Unfortunately, the piece of code is in the asynchronous process! Although I'm VERY strongly thinking of moving to a single-process description.
In contrast to all the circuits I've designed until now, it is very hard for me to test it via simulation. This is a project in my university, where we download our vhdl programs to a xilinx spartan 3 FPGA. This time, we have been given a unit which transfers data between Matlab and the FPGA's SRAM (the functionality of which, I have no idea). Thus, I have to use this unit to transfer the data between the SRAM and my memory module. This means, in order to simulate, my testbench file will have to simulate the given unit! And this is hard..suppose I must try it, though...
first of all, whether to use a single process or a dual process type of FSM notation is a matter of preference (or company coding style rules). I find single process notation easier to write/read/manage.
your enable signal will have an effect on your memory code only after the next rising clock edge. the done signal related to the actual memory state will therefore be available one clock cycle after updating enable. I guess (and hope! but it's not visible in your posted code), your current_state<=next_state part of the FSM is synchronous! therefore your state machine will be in the SRAM_wait_read state by the time when done is updated!

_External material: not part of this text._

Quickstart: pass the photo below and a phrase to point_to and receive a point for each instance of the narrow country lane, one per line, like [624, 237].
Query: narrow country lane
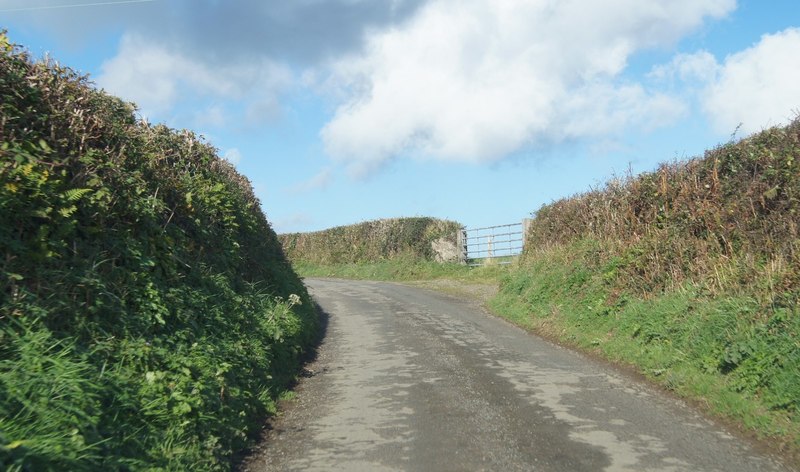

btw: use a simulator! it will help to check the functionality!
thanks for adding the simulation view! strangely your done signal updates on neg. clock edge... in my simulation it updates on pos. edge; as it should, by the way!
to make the situation more clear I suggest, you move the done <= done_buf; line inside the "rising_edge-if" (this should be done anyhow when using synchronous processes!).